[elephant-devel] gp-export strikes back

Thu Feb 4 11:53:46 UTC 2010

 hi

Previous discussion of gp-export did not cover its design in details. I 
think if we're going to bundle gp-export with elephant, it is better to 
dicuss its features and shortcomings, so we can either try to fix them or 
document them.

Basic idea how it works -- it goes through objects in database feeding them 
to serializer one by one. Serializer writes objects to the stream.
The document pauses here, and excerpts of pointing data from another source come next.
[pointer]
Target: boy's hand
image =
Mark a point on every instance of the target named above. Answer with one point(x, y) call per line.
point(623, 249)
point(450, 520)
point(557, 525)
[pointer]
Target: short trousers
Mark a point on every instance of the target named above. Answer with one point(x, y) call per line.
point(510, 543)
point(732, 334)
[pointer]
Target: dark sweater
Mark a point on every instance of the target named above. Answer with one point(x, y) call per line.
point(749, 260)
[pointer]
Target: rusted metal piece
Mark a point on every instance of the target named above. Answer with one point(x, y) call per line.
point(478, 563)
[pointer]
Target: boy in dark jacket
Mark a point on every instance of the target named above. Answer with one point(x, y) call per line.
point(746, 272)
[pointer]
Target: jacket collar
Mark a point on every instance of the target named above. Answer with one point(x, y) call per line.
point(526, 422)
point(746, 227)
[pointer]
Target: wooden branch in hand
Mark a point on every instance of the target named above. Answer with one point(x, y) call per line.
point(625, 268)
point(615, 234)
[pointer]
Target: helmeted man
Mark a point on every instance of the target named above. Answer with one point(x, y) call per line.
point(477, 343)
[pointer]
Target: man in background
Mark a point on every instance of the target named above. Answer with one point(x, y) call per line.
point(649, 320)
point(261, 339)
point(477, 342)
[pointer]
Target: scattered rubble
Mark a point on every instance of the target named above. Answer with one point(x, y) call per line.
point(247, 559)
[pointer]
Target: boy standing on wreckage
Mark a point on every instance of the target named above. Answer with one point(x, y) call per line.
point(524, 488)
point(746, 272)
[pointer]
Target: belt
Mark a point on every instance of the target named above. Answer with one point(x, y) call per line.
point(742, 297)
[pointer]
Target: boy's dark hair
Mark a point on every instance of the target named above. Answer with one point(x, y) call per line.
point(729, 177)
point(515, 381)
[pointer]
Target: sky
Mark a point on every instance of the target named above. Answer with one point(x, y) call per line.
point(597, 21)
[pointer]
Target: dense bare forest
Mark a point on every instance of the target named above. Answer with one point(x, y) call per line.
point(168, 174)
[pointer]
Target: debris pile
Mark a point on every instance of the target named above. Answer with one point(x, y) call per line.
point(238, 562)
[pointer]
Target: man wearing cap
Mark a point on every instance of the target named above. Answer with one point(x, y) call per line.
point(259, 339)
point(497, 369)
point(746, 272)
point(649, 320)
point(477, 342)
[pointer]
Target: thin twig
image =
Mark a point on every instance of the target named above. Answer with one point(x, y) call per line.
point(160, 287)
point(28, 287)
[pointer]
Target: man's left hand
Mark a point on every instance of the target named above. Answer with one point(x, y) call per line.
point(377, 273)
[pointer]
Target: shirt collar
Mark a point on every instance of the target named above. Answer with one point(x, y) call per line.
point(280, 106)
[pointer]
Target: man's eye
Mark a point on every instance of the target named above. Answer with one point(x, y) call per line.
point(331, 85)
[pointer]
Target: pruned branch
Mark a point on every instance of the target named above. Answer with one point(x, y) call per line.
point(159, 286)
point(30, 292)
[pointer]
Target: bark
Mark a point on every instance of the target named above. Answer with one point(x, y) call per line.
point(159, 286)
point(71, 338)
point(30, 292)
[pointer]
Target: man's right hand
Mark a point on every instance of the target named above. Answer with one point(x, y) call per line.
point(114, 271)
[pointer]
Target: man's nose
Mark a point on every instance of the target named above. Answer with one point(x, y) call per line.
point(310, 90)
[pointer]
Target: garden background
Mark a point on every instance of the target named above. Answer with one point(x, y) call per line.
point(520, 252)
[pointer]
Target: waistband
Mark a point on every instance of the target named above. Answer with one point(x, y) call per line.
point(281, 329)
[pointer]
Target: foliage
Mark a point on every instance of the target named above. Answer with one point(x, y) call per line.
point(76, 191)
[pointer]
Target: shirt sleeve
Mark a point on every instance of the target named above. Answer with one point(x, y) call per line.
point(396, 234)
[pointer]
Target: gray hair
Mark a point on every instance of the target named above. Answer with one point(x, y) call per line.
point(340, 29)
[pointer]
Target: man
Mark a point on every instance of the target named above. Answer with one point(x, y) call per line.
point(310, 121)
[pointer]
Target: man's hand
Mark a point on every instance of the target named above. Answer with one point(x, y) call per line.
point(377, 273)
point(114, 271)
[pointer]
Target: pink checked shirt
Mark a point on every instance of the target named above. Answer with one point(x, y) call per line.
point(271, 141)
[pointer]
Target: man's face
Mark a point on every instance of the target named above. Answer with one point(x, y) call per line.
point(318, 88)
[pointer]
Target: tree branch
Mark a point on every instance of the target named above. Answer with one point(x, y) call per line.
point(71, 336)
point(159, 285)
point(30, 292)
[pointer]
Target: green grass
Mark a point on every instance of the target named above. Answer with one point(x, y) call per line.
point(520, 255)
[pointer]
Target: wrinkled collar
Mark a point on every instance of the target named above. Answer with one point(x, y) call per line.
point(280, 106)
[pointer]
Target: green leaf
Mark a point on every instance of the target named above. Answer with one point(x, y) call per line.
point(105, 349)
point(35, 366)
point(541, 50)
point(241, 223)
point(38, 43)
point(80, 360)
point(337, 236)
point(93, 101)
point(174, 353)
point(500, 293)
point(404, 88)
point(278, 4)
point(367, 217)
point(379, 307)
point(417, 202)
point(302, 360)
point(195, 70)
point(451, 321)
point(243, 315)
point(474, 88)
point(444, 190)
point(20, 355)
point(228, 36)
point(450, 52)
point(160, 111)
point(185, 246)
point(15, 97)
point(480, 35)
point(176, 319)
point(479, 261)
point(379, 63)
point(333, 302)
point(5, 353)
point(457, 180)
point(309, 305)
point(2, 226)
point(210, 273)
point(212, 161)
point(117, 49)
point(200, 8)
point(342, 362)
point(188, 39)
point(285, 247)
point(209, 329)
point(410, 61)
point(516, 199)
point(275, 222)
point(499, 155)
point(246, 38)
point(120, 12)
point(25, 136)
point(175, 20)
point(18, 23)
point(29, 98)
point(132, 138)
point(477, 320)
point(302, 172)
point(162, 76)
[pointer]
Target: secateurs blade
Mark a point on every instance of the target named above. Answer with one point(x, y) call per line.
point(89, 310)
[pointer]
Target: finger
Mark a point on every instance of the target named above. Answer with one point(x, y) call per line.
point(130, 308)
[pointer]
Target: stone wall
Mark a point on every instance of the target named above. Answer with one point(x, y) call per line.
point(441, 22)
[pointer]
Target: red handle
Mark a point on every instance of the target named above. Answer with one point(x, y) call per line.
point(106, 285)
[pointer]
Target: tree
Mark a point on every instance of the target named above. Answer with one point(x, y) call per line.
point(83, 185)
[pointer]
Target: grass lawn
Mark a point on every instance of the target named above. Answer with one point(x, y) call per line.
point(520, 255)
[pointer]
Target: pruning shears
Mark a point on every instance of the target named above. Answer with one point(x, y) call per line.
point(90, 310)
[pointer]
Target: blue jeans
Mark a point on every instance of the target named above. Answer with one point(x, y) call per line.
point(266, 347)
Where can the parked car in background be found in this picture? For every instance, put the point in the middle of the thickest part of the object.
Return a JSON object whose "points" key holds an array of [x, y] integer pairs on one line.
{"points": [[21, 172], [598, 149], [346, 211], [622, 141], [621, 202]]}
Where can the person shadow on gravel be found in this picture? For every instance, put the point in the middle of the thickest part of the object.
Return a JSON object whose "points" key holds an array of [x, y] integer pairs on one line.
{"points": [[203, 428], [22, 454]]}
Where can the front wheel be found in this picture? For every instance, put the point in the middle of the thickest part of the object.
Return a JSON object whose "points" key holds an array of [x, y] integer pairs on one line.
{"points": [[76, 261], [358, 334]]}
Serializer here is a somewhat modified version of s-serialization from 
cl-prevalence -- it was made more flexible, allowing changing how objects 
are serialized via hooks.

Deserialization just works in reverse -- reads forms from file and creates 
structures/instantiates objects.

Problems with this approach:
 1) To deal with circular references or just objects being referenced from 
multiple places, it keeps track of objects it already visited, and in case 
it is encountered again, it writes object reference instead. That is, there 
is a hash-table which references all objects and structures you're 
exporting. This might be a bad idea if database is large and does not fit 
into memory.

Particularly, it needs to track references to all objects, structures, 
vectors and conses. It does not need to track object slots and string, 
though. So, if database is large because of large pieces of text, it is not 
a problem. But if database is large because there are lots of objects, it is 
a problem.

 2) Import works by reading objects one by one via CL:READ and then going 
through s-expressions instantiating stuff. So, obviously, each individual 
object with everything it references should fit in memory in its 
s-expression form. It might be a problem if you have some huuge btree. 
Particularly, root is (going to be) exported as a single object, so all data 
stored in root must fit in memory.

 3) Serialization has its limitations. That is, if you're using some clever 
objects, it might not work. Basically, it is about as good as cl-prevalence, 
plus it should be able to handle elephant objects without a problem.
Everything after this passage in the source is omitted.